Fast, cheap, or good?

It feels almost cliché to say, but it needs to be written: the old “pick two out of three” rule — fast, cheap, or good — is just downright outdated. Who would willingly choose bad, right? So, we’re left with the tug-of-war between speed and cost.

And when it comes to AI development, the narrative seems set in stone: it’s going to be expensive. Fast or slow, one thing’s certain — it won’t be cheap.

But… is that really the whole story? What factors drive the price tag? Are there ways to make AI development more budget-friendly and faster without cutting corners? What pitfalls might there be? So. Many. Questions.

We’re breaking it all down in plain terms because maybe, just maybe, good AI tech CAN come without an eye-watering price tag.

What shapes AI development costs and tricks to keep the final numbers sweet

AI development costs

The classic dilemma of budget-friendly, fast, and high-quality is addressed through a cocktail of factors: system design, models complexity, the effectiveness of data collection and processing pipelines — alongside a multitude of nuanced details we’ll explore further.

System design

When we talk about system design, we’re basically figuring out how to structure the whole setup — outlining how a system’s architecture, components, modules, interfaces, and data flow will work together to hit the goals for speed, functionality, and reliability. It consists of multiple elements, and every single one of those pieces can impact the final price tag:

Selecting the right technology stack, such as programming languages, frameworks and cloud services is vital. Their ease of maintenance and integration capabilities can significantly influence the budget. Additionally, choosing the appropriate database, relational or vector, is a critical decision, as well.

Architectural choices also play a pivotal role in determining AI development costs as well, though the decision is rarely black-and-white. For instance, monolithic architectures are initially simpler and cheaper but become costly to scale as the system grows.

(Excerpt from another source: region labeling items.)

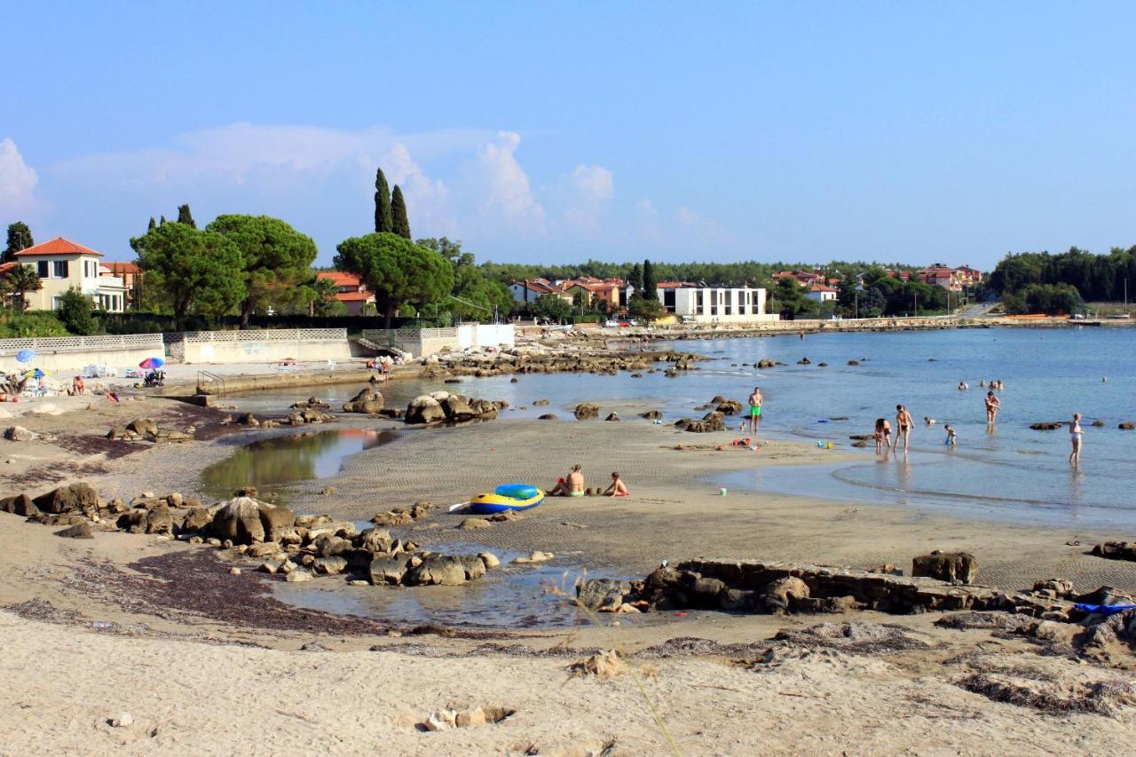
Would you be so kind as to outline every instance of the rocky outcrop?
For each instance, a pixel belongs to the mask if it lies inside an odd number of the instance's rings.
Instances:
[[[577,421],[587,421],[600,417],[600,406],[595,402],[580,402],[573,411]]]
[[[911,575],[974,583],[978,577],[978,560],[970,552],[941,552],[936,549],[911,561]]]
[[[383,394],[374,389],[359,390],[354,397],[343,404],[344,413],[365,413],[375,415],[383,410]]]

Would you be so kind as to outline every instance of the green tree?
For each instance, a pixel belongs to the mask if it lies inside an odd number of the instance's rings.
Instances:
[[[453,266],[433,250],[398,234],[375,233],[343,240],[335,267],[358,274],[375,293],[375,305],[386,327],[404,302],[435,302],[453,289]]]
[[[16,259],[16,253],[35,244],[32,239],[32,230],[23,221],[8,224],[8,247],[3,249],[3,263],[11,263]]]
[[[17,265],[8,272],[8,286],[16,293],[16,309],[27,309],[27,293],[43,289],[40,274],[32,266]]]
[[[394,216],[391,211],[391,188],[386,183],[386,174],[379,168],[375,175],[375,233],[394,231]]]
[[[191,228],[197,228],[198,227],[197,222],[193,221],[193,214],[190,213],[190,206],[189,205],[179,205],[179,206],[177,206],[177,223],[185,224],[186,226],[190,226]]]
[[[643,289],[642,294],[645,300],[657,300],[659,294],[655,290],[659,288],[659,280],[654,276],[654,265],[650,260],[643,261]]]
[[[147,291],[161,297],[177,321],[186,315],[219,316],[247,296],[244,260],[223,234],[189,224],[165,224],[131,240],[145,273]]]
[[[533,303],[533,315],[560,323],[571,317],[571,306],[557,294],[542,294]]]
[[[643,292],[643,269],[637,263],[627,273],[627,283],[632,285],[632,294]]]
[[[637,321],[657,321],[667,315],[658,297],[633,297],[627,302],[627,313]]]
[[[206,226],[233,241],[244,261],[245,297],[241,302],[241,328],[257,310],[285,310],[314,299],[307,285],[318,250],[310,236],[279,218],[269,216],[217,216]]]
[[[407,217],[407,201],[402,199],[402,190],[394,185],[391,193],[391,231],[402,239],[410,239],[410,218]]]
[[[99,328],[91,309],[91,298],[83,294],[78,288],[72,286],[59,296],[56,317],[70,333],[78,336],[90,336]]]

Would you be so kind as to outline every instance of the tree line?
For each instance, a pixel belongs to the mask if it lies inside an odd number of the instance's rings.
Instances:
[[[1011,252],[993,273],[989,285],[1008,313],[1072,314],[1084,301],[1114,302],[1136,285],[1136,246],[1095,255],[1077,247],[1067,252]]]

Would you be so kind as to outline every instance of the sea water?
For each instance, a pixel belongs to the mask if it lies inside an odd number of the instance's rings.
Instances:
[[[1136,431],[1117,426],[1136,421],[1136,330],[1074,327],[972,328],[888,333],[829,333],[754,339],[655,343],[711,358],[698,371],[668,378],[662,371],[633,378],[593,374],[523,374],[445,384],[441,380],[392,381],[382,391],[402,407],[416,394],[446,390],[503,399],[510,408],[494,423],[552,411],[570,417],[577,402],[598,402],[602,413],[645,406],[663,411],[665,423],[701,417],[695,410],[715,397],[745,402],[754,385],[765,396],[760,439],[832,441],[847,449],[851,434],[870,434],[876,418],[895,427],[895,406],[916,418],[911,452],[886,460],[874,443],[862,461],[838,466],[776,466],[742,471],[705,482],[719,488],[777,491],[809,497],[926,507],[966,517],[1062,526],[1136,529]],[[811,365],[797,365],[808,357]],[[786,365],[758,371],[772,359]],[[847,365],[850,359],[859,366]],[[827,363],[827,367],[818,364]],[[662,364],[657,364],[663,367]],[[1106,382],[1102,378],[1108,378]],[[1001,380],[997,424],[985,422],[985,380]],[[970,389],[961,391],[959,382]],[[333,406],[356,385],[296,390],[317,393]],[[549,407],[533,400],[548,399]],[[236,398],[242,409],[279,409],[279,394]],[[286,405],[286,402],[285,402]],[[1079,411],[1085,443],[1079,468],[1067,463],[1069,433],[1031,431],[1029,424],[1068,421]],[[624,414],[626,416],[626,413]],[[928,426],[924,417],[936,419]],[[833,418],[846,419],[833,419]],[[1093,427],[1101,418],[1102,427]],[[625,417],[625,422],[637,421]],[[734,417],[732,423],[742,418]],[[645,422],[644,422],[645,423]],[[947,448],[945,424],[959,444]],[[733,426],[736,429],[736,425]],[[634,433],[629,423],[621,430]],[[735,432],[730,438],[741,436]],[[725,439],[722,434],[715,434]],[[373,452],[382,454],[382,452]],[[760,456],[761,452],[754,452]],[[337,457],[337,456],[336,456]],[[328,464],[331,465],[331,464]],[[337,469],[337,464],[334,465]],[[252,483],[252,482],[250,482]]]

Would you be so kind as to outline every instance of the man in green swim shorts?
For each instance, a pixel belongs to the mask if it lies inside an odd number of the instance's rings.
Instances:
[[[567,479],[558,479],[557,485],[549,492],[549,494],[556,497],[583,497],[584,496],[584,474],[580,473],[580,465],[577,463],[571,466],[571,473],[568,474]]]
[[[750,394],[750,435],[758,433],[758,422],[761,421],[761,390],[753,388]]]

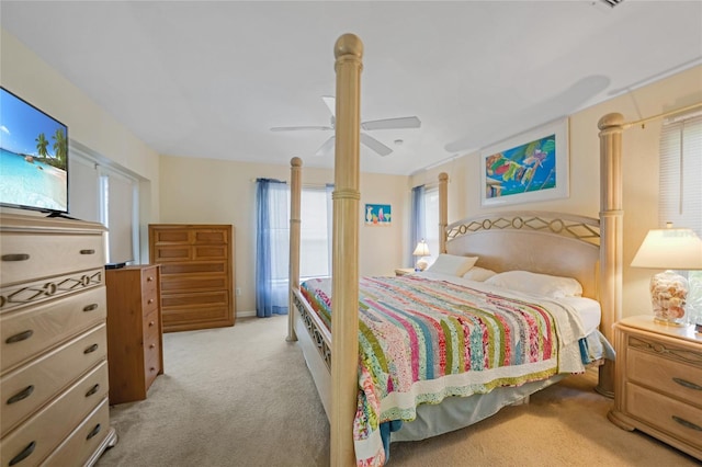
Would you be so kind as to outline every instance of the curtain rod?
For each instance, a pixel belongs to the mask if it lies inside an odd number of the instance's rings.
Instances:
[[[643,128],[646,125],[646,123],[648,123],[650,121],[658,119],[658,118],[665,118],[665,117],[670,116],[670,115],[679,114],[681,112],[687,112],[687,111],[691,111],[693,109],[699,109],[699,107],[702,107],[702,102],[698,102],[697,104],[688,105],[688,106],[682,107],[682,109],[677,109],[675,111],[664,112],[664,113],[658,114],[658,115],[654,115],[654,116],[649,116],[649,117],[646,117],[646,118],[637,119],[636,122],[625,123],[622,126],[624,127],[624,129],[631,128],[632,126],[636,126],[636,125],[641,125],[641,127]]]

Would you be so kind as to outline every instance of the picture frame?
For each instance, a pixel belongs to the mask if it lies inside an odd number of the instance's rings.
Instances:
[[[482,206],[568,197],[568,118],[487,147],[479,161]]]
[[[366,226],[389,226],[393,221],[393,207],[389,204],[366,204],[363,219]]]

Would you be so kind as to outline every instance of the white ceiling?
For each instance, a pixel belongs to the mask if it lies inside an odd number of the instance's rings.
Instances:
[[[702,62],[700,1],[2,0],[0,20],[159,153],[306,167],[331,167],[330,133],[270,128],[329,124],[354,33],[362,119],[421,119],[369,132],[394,152],[362,147],[362,170],[396,174]]]

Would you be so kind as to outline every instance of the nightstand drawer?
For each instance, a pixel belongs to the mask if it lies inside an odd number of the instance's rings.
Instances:
[[[656,430],[702,448],[702,410],[634,384],[626,384],[626,411]]]
[[[630,345],[634,338],[630,338]],[[661,349],[659,346],[658,349]],[[675,349],[666,349],[666,352]],[[629,348],[626,377],[702,408],[702,368]],[[702,437],[702,433],[700,433]]]

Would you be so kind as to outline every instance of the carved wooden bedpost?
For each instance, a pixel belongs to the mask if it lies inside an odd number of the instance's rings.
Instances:
[[[359,191],[363,43],[344,34],[337,71],[331,296],[331,465],[355,465],[353,418],[359,387]]]
[[[439,252],[446,252],[446,227],[449,226],[449,174],[439,174]]]
[[[290,265],[287,294],[287,342],[297,340],[295,334],[295,306],[293,304],[293,293],[299,288],[299,228],[301,228],[301,171],[303,161],[298,157],[290,160]]]
[[[624,116],[612,113],[598,123],[600,128],[600,304],[602,305],[601,331],[614,342],[612,326],[622,317],[622,133]],[[614,364],[605,360],[600,366],[597,391],[614,395]]]

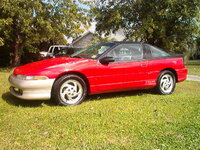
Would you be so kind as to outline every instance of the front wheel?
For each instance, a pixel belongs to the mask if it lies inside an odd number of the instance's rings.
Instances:
[[[162,95],[172,94],[176,87],[176,79],[171,71],[162,71],[158,77],[156,91]]]
[[[78,105],[87,95],[85,81],[77,75],[62,76],[53,85],[52,99],[59,105]]]

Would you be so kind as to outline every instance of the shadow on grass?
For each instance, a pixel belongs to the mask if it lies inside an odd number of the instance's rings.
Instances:
[[[110,99],[110,98],[123,98],[126,96],[135,96],[135,95],[144,95],[152,93],[152,90],[136,90],[136,91],[125,91],[125,92],[115,92],[115,93],[104,93],[98,95],[89,95],[87,96],[85,101],[96,101],[102,99]],[[43,104],[48,106],[56,106],[56,103],[52,100],[41,100],[41,101],[34,101],[34,100],[22,100],[19,98],[14,97],[10,92],[6,92],[2,95],[2,99],[6,101],[9,105],[13,106],[21,106],[21,107],[42,107]]]
[[[10,92],[6,92],[2,95],[2,99],[6,101],[10,105],[21,106],[21,107],[41,107],[42,104],[46,104],[48,106],[55,106],[55,103],[52,101],[29,101],[22,100],[14,97]]]

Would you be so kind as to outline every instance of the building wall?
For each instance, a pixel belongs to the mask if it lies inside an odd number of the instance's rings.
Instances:
[[[92,33],[89,33],[80,40],[78,40],[76,43],[73,43],[72,46],[75,48],[85,48],[90,44],[90,41],[92,40],[93,37],[94,35]]]

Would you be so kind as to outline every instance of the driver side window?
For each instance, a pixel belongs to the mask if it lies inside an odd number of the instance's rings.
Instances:
[[[141,44],[121,44],[106,55],[113,57],[115,62],[129,62],[143,59]]]

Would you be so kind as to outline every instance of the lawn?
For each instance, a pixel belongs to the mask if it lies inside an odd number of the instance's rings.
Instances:
[[[0,72],[0,150],[200,149],[200,82],[169,96],[102,94],[60,107],[14,98],[8,71]]]
[[[200,76],[200,61],[189,61],[186,67],[188,68],[190,75]]]

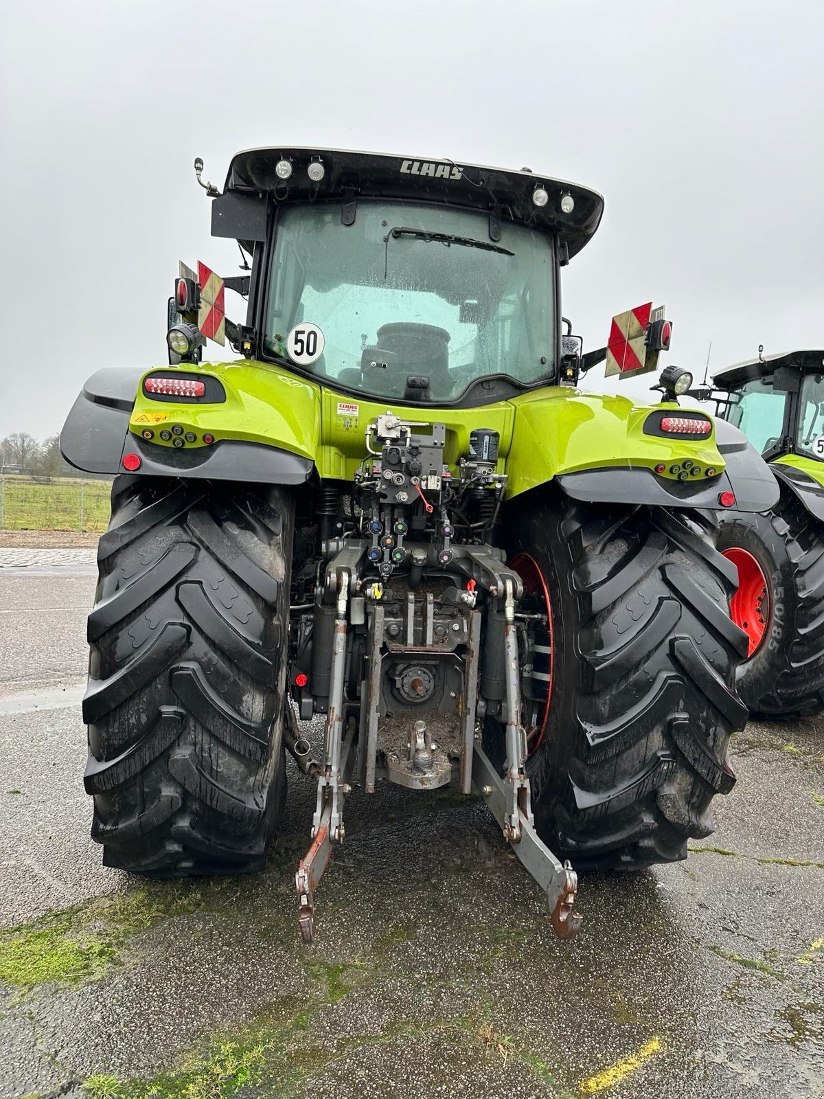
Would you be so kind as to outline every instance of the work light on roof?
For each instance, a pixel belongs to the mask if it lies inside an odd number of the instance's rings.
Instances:
[[[197,324],[172,324],[166,333],[169,348],[183,358],[192,355],[203,343],[203,335]]]
[[[668,366],[661,370],[659,384],[665,392],[673,397],[680,397],[692,385],[692,375],[689,370],[684,370],[680,366]]]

Architectural choices also play a pivotal role in determining AI development costs as well, though the decision is rarely black-and-white. For instance, monolithic architectures are initially simpler and cheaper but become costly to scale as the system grows. Microservices-based architectures, while more expensive initially, provide better scalability and modular updates, leading to lower long-term costs. Serverless architectures reduce infrastructure management but can be more expensive for high-volume workloads due to increased cloud service usage.

A pivotal consideration in this process is also choosing the right third-party APIs or prebuilt models. Because while building and training complex ML models from scratch may be the right option in unique solutions, still in many business cases, integration projects, where already existing APIs and models are used, provide a faster and more cost-efficient alternative.

Take, for example, a business-critical task requiring real-time data processing. One path is to adopt pre-built solutions — these deliver immediacy and precision but come with steep licensing costs, straining budgets. Alternatively, a modular approach splits the workflow into discrete stages: speech recognition, translation, and synthesis handled by separate services.

However, this approach also comes with the inevitable challenge of making the right choices, which can significantly impact the budget. The importance of these decisions is evident throughout the entire lifecycle of transformer-based models, such as ChatGPT. This lifecycle includes pre-training, fine-tuning, evaluation, and RLHF steps — potentially more. Each of these steps may require a slightly different approach, utilizing different APIs accordingly.

For instance, you could implement speech-to-text with Whisper or a cloud provider, text-to-text with OpenAI, and text-to-speech with ElevenLabs — resulting in three instances to manage and pay for. Alternatively, adopting Meta’s Seamless model might streamline the process but could lead to substantial cloud expenses, such as those associated with SageMaker.

So success, just as well as long-tern expenses, in this case depend on anticipating potential bottlenecks, ensuring smooth transitions between system components, maintaining data consistency, and, ultimately, making the right choice.

How about a real-life scenario?

To ensure that your chosen architecture, workflows, or model align with your requirements and provide an effective solution, a thorough analysis of the available options is essential. Let’s ground this in a real-life story.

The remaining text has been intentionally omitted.